One of the most famous yarns about Martin Luther, who was, among other things, marvelously colorful, is the story of him as a young monk, on his knees, climbing the stairs in front of the Lateran Palace when he was, for the very first time, in Rome, the heart of religious life.
Through the years that have passed since the earliest decades of the 16th century, the story now comes to us in several versions; but what each emphasizes is the suffering Luther pushed himself into, on those 28 stone stairs, as he attempted, on his knees, to send someone romping joyfully out of purgatory and into heaven.
What’s true and what’s myth will never be known, but dispute is silly on one point: what Luther learned and eventually taught is that salvation arrived in our lives not by indulgence, or bloody penance or bloody knees, or even an entire lifetime of “Hail Marys,” but by grace alone, a gift of God. Grace isn’t win-able, even by profound suffering. We can’t pay the price for sin, only Jesus can. Grace is the loving gift of a loving God. Nobody earns it. No way. No how.
Before Luther stumbled on the Bible’s own definition of grace, before he discovered that no sentence of stony stairs can atone for sin, young Martin was sorely troubled by his sin, at times to the point of death itself. His profound doubts, like Mother Teresa’s, were legion and prompted similarly dark despair.

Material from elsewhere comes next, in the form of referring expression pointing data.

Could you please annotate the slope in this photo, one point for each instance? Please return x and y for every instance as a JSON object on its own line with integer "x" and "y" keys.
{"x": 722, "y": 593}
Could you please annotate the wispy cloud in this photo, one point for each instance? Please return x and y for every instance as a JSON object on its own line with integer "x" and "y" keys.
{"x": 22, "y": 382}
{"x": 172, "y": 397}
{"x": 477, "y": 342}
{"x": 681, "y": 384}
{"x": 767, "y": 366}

In Luther, Eric Till’s 2003 film, one of young Martin’s superiors in the monastery asks him if he’d ever read the New Testament. When Martin says no, the superior says that soon enough he will, now that he’s off to Wittenberg. Luther is shocked. “Here I’m losing my faith, feeling like a fool, even to pray, and you’re sending me away?” he asks.

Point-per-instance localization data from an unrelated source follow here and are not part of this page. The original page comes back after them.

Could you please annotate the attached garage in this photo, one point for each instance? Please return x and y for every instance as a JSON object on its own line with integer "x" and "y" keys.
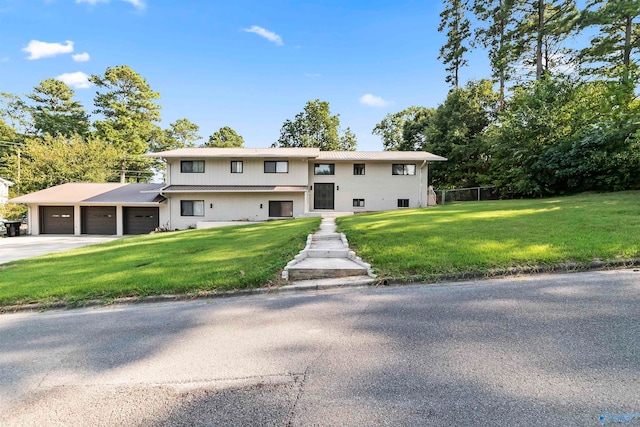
{"x": 138, "y": 220}
{"x": 99, "y": 220}
{"x": 56, "y": 219}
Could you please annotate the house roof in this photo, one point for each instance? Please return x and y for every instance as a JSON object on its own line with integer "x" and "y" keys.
{"x": 379, "y": 156}
{"x": 206, "y": 152}
{"x": 93, "y": 193}
{"x": 232, "y": 188}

“You’ll preach,” the superior says.
When Luther says he’ll be a fraud as a preacher, the Superior tells him, “We preach best what we need to learn most.”
It’s always been a fascinating kind of psychological paradox to me – that preachers (and, okay, writers too) do their very best at what they need to learn. Nathaniel Hawthorne’s Puritan prelates are always better preachers when they’ve got something to hide – take the good Rev. Hooper from “The Minister’s Black Veil,” for instance. Especially in my tradition, in which the preacher, long ago, was once addressed only as “dominie,” the possibility of the preacher being anything less than a paragon of personal virtue is almost scandalous.
With good reason. It seems to me that had Mother Teresa ever confessed the grave depth of her doubt to those who served with her on the streets, such a revelation could have led her sisters to doubt the whole enterprise. So she held back her honesty, which in all likelihood made her doubt and pain even worse.
“The place of God in my soul is blank. – There is no God in me,” she wrote to a superior, Father Joseph Neuner, when he asked her to write out her inner trials. “When the pain of longing is so great – I just long & long for God – and then it is that I feel – He does not want me – He is not there” (210).
And then, remarkably, she says, “My heart & soul & body belongs only to God – that He has thrown away as unwanted the child of His Love. – And to this, Father, I have made that resolution in this retreat – To be at his disposal” (212).
Only in the poor did she see Jesus.
Understanding grace made a great difference in the life of Martin Luther. Sometimes I can’t help but wonder whether Mother Teresa, saint though she is, could have been lifted from her near despondency by a reminder that our owning salvation is not something that comes by a purchase any of us could have made.
But she knew. She had to know. She just had to. She just couldn’t believe it somehow, and she’s likely, today too, not alone.